Dune-backed sands, rolling waves, easy access and plenty of nooks and crannies for splashing and paddling, make Treyarnon a popular family beach. Seek out the tidal pool hidden in the mussel-clad rocks, where you can make a splash and have a swim, and flop out on the rocks like a seal to warm-up. Then pitch your windbreak and light the barbecue, have a picnic on the cliffs, or bag a bench at Treyarnon YHA for an ice-cold beer teamed with sea views and live music sessions (throughout summer).
Take a barefoot walk along the wild, surf-lashed sands of Constantine Bay, where you can roll down giant sand dunes and hunt for shells and sea glass along the shoreline. One of Cornwall finest surfing beaches, there’s a reef break for expert surfers, as well as sandy-bottomed peaks along the beach. Grab your boards, buckets and fishing nets for a day of wave-riding and rock-pooling, then make camp in the shelter of the dunes for a barbecue as the sun sets.
Just around the rocky spit from Constantine awaits the rugged little gem of Booby’s Bay. At high tide there is little to see but rocky, wave-smashed ledges, but wait for the tide to drop and discover a magical beach smattered with rock pools and sandy nooks, where you can bask and watch expert surfers take on the waves, and scour the shore for crabs and cowry shells.
Push on along the South West Coast Path from Booby’s Bay to Trevose Head, looking for dolphins, seals and seabirds as you wander along the wild, scrub-topped headland to the lighthouse.
Far from the busy beachside car parks and café-backed sands of Cornwall’s more popular beaches, the secluded Mother Ivey’s Bay is a sublime sandy cove where you can leave the crowds behind and lap up the tranquil beach vibe. Sheltered by the Merope Rocks and framed by stunning coastal views, it’s the perfect place for wild swimming and sun bathing in the pillows of sand. According to legend, the bay takes it name from a white witch who cursed a local family – however, it’s difficult to believe that any evil curse was spun from this beach paradise.
A mecca for serious surfers looking to escape the heavy Atlantic swells in winter, come summer Harlyn serves up gentle waves that lure beginners into the crescent-shaped, sandy bay. As well as surf schools and hire on the beach, you can also have a go at stand-up paddleboarding. Get your balance with a SUP lesson, then head out to explore the bay and rocky headlands. You don’t have to hit the ocean to make the most of Harlyn; simply stroll along the spacious sands (dogs welcome year-round) and follow the coast path past the remains of an Iron Age cemetery, towards the lighthouse at Trevose Head.

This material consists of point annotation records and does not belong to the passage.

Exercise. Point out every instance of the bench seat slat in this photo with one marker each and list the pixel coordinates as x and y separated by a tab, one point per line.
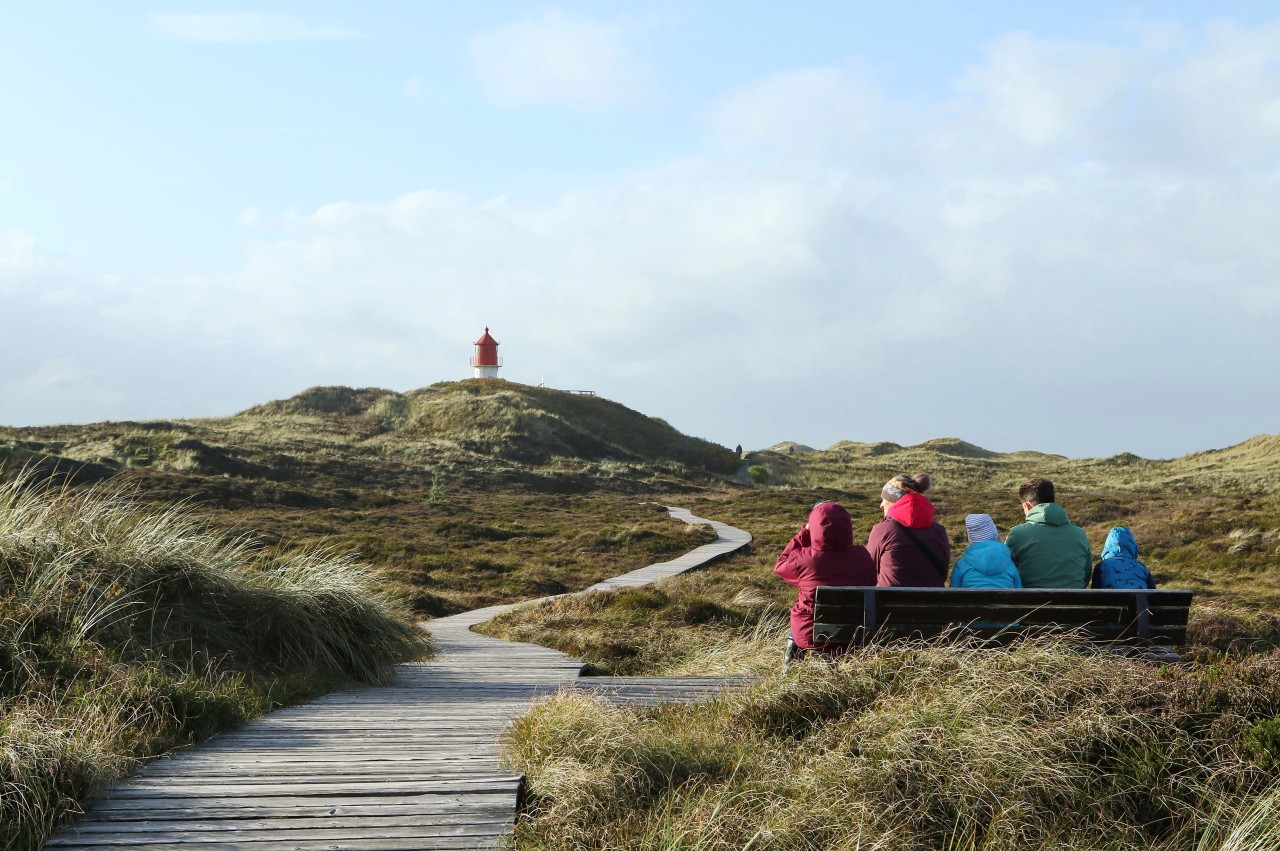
999	613
848	632
926	613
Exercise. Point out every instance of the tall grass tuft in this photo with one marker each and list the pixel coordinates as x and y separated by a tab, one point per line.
917	747
127	630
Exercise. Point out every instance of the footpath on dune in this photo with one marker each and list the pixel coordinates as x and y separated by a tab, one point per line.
412	765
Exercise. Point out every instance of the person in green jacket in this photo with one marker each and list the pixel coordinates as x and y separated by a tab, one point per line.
1048	549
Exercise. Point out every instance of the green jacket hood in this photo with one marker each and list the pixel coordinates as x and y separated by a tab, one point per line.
1048	515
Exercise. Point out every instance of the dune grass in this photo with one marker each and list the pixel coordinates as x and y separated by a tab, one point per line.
914	747
126	631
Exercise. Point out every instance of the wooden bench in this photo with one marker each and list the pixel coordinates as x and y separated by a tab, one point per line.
860	616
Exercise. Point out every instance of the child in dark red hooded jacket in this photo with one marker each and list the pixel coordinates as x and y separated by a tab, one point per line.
822	553
908	547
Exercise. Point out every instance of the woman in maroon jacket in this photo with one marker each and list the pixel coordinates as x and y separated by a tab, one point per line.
821	553
909	548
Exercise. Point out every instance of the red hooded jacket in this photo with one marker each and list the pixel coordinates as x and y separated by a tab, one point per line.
822	554
897	559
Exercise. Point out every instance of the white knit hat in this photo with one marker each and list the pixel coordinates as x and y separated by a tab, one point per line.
981	527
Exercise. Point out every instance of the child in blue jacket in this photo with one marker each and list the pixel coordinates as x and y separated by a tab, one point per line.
987	562
1120	566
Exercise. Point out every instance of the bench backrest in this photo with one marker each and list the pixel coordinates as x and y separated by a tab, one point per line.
859	614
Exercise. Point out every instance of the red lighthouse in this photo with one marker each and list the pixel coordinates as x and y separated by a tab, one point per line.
485	361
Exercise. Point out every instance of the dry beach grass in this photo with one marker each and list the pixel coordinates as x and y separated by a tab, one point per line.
474	493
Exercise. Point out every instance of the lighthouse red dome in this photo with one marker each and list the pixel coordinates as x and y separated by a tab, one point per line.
487	351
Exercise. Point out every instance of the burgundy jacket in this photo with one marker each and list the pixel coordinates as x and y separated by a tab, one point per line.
897	559
822	554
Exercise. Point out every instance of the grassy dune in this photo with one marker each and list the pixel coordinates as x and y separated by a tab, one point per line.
126	631
458	495
917	749
929	746
472	493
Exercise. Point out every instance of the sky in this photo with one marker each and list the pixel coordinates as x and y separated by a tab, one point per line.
1042	227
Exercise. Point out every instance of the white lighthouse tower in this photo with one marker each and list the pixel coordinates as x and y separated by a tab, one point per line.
485	362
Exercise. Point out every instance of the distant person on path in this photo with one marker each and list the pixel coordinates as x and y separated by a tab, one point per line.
1120	566
1048	549
986	563
821	553
908	547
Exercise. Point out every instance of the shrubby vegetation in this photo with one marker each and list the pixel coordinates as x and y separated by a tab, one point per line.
920	747
127	630
928	746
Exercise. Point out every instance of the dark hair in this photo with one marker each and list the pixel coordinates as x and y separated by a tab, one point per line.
1036	490
897	485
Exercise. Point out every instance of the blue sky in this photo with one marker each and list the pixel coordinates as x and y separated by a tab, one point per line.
1028	225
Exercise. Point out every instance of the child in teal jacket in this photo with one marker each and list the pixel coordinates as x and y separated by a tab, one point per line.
987	562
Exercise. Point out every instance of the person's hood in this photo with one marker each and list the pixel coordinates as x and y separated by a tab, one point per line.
913	511
1047	513
990	566
1120	541
831	527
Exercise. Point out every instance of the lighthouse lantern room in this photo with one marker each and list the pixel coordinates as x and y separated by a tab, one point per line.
485	362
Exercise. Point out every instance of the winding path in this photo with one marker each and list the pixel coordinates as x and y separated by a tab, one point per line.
412	765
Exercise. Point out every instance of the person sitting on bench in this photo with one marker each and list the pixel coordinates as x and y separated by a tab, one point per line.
1048	549
987	562
909	548
1120	566
822	553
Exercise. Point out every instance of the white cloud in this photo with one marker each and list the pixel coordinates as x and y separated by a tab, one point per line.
245	27
1015	266
557	58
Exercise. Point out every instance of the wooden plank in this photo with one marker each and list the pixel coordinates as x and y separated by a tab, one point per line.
848	632
408	765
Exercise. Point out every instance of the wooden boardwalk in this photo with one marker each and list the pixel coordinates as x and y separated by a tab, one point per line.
412	765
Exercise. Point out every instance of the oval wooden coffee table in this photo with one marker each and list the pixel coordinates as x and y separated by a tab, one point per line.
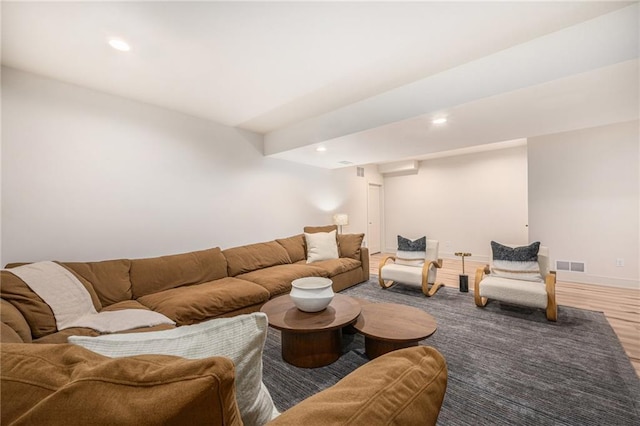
390	326
311	339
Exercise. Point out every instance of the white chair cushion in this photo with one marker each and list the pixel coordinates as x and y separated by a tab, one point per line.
406	274
527	293
402	273
240	338
321	246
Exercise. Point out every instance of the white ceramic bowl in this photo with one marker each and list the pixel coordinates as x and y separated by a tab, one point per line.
311	294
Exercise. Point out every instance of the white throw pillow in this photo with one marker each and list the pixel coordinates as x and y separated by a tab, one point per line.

Between Harlyn and Padstow you’ll find the Blue Flag beauty of Trevone Bay, a gently shelving beach surrounded by cliffs and little alcoves where you can hideaway and soak up the scenery. If you’ve got a bit of surfing know-how, head out for wave; if not take a ramble and see what you can find in the extraordinary rock pools hidden to the west of the beach. Also, make sure you take a stroll along the cliff tops with your camera, and see if you can catch a snap of the spray from the 80-foot blowhole formed by a collapsed sea cave.